You just had a nice lunch and before you know it, you’re struggling to stay awake at work. Fret not, it’s not always doom and gloom – here’s how to re-energise yourself and avoid the dreaded ‘food coma’.
1. Get moving (even if it's at home)
Getting up from your desk and taking a quick walk around the office (or your home) will help boost your blood circulation and aid digestion. You’ll be perked up as long as you’re not sedentary.
Try to walk to the furthest toilet or even walk to the toilet one floor up. You can also do some stretches while you’re at it, too.
2. Have a lighter lunch with more protein and fewer carbs
After eating, your body transports more blood to your digestive system. Heavy meals require even more blood, which causes temporary deprivation of blood and nutrients in your brain, resulting in grogginess.
Cut down on carbohydrates like pasta and bread, as they make your brain produce serotonin, a chemical that helps create a calm and pleasant mood, while making tryptophan, the chemical responsible for sleepiness. Protein is the way to go as it is proven to make you feel fuller compared to an equal amount of calories from carbohydrate or fat.
3. Talk to your colleagues
Make small talk with your colleagues (text, Zoom or just good ol’ fashioned face-to-face), whether it’s about what they’re doing this weekend or that gorgeous handbag you’re eyeing.
That one or two minutes can make a difference. Hopefully, something funny emerges from the conversation and you’ll have a good laugh. That burst of energy is sure to do wonders!
4. Drink lots of water
Be sure to avoid drinking carbonated or sweet drinks after a meal. They can make your sugar levels rise even more, inhibiting orexin, the brain chemical that makes you feel awake.
Having lots of water is not only good for your health, you’ll be energised from constantly getting up to walk to the toilet.
5. Eat an apple
Fight sleepiness by munching an apple – all that moving of your jaw with each crunchy bite will get you through the mid-afternoon slump.
The process of digesting the natural sugars helps wake up your body and then keep it that way for about as long as it takes for your body to process the apple.

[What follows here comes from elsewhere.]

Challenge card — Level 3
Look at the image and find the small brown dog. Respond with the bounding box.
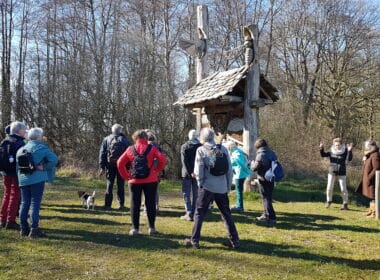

This healthy option definitely beats downing caffeine.
6. Acupressure
Apply pressure to these acupressure stimulation points – the top of your head, top of the back of both sides of your neck, just below both knees and on the back of your hands in between the thumb and forefinger.
Acupressure can help students keep awake, according to research by the University of Michigan Health System’s Chronic Pain and Fatigue Research Centre.
7. Text a friend
Take your mind off the afternoon lull by texting a friend. It gives you something to focus on and will likely brighten your day, so you have more motivation to continue working. But don’t do this for too long, in case you get distracted from the tasks at hand.